Outra experiência positiva foi o mestrado profissional em ensino de Biologia. Ele é feito em rede nacional, englobando 20 instituições, e é destinado a professores de Biologia do Ensino Médio da rede pública. E eu tive de adaptar uma das disciplinas, que eu coordeno, que engloba a parte molecular. A ideia é mostrar aos professores das escolas como foram construídos os conceitos básicos da Biologia, para que eles dominem esses conceitos e possam aprimorar a forma como são dadas as aulas em suas turmas. Nós conseguimos transformar o roteiro original do mestrado, onde há muitas atividades em laboratório, para um modelo que pudesse ser eficiente remotamente. E, incrivelmente, deu muito certo, com participação maciça e aulas muito legais. Foi uma experiência altamente produtiva.

WhatsApp Image 2021 03 19 at 17.25.561JOSÉ ROBERTO LAPA E SILVA
Faculdade de Medicina

 

A pandemia pegou a todos nós de forma radical, nos forçando a adaptações difíceis. Ainda mais para quem, como eu, é da velha guarda. Tenho 45 anos de docência. Em março de 2020, eu completei com minha turma de faculdade 52 anos de entrada na UFRJ. Meu forte hoje é a pós-graduação e a pesquisa. Mas sempre fui ativo, e sou até hoje, na graduação. E é sobre ela que vou falar. Passar do ensino presencial para o remoto foi como trocar o pneu com o carro em movimento. Entrei em isolamento no dia 12 de março, fiquei apenas uma ou duas semanas com minha turma de graduação de forma presencial. Vim com minha esposa para uma casa de praia que temos em Barra de São João (RJ), onde estamos até hoje.

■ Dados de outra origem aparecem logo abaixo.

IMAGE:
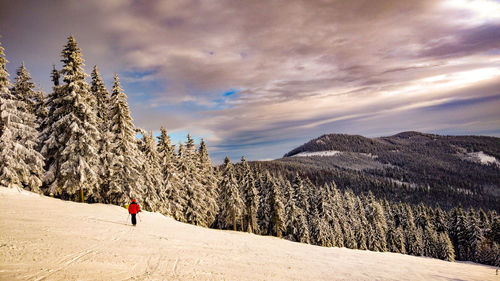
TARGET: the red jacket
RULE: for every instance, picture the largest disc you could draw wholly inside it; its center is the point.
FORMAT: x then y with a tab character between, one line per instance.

A atividade de graduação no ensino da Medicina é fortemente tutorial. Sou docente de uma disciplina do sexto período, Medicina Interna 2, em que os alunos rodam pela minha especialidade, que é a Pneumologia. Ela tem que ser cara a cara, beira de leito. A parte prática é a mais importante para o treinamento dos alunos. Ela é dada na enfermaria, junto ao paciente e ao staff médico, e minha função é dar o suporte acadêmico aos alunos, ensinando a colher uma história, a fazer um exame físico, discutindo os exames, propondo a conduta para cada caso. Em tempos normais, pelo menos duas vezes por semana eu estou na enfermaria com eles. Sempre fui de sala de aula e beira de leito. Mas, sem esse contato direto, o que fizemos? Criamos um grupo de WhatsApp e passamos a conversar também via Discord, uma plataforma digital que funciona muito bem por celular, por sugestão dos próprios alunos. E uma vez por semana, entre março e junho, fizemos sessões de discussão sobre casos clínicos de várias áreas. Foi uma atividade possível sem contato com o paciente e na qual os alunos puderam aprofundar alguns conteúdos importantes, como a arquitetura das entrevistas e a natureza das doenças. Foi muito produtivo, até do ponto de vista emocional, para que os alunos não ficassem desmotivados.

Já a partir de julho, os alunos de internato, nos dois últimos anos do curso, onde as aulas são basicamente práticas, voltaram a ter atividades presenciais. E eles tinham que estar na linha de frente naquele momento, que era o pior da pandemia até então. É impossível ensinar Medicina só virtualmente. Se eles não estiverem na beira do leito, não vão aprender. Não é uma questão meramente cognitiva ou intelectual. É um treinamento emocional pelo qual eles precisam passar para exercer a profissão. Para mim, isso se traduz em uma angústia profunda. Com o cenário que temos hoje da pandemia, eu não tenho a menor ideia de quando é que vamos poder voltar de fato às aulas presenciais. E isso é extremamente angustiante, sobretudo para os alunos que estão sendo diretamente impactados pela ausência da prática.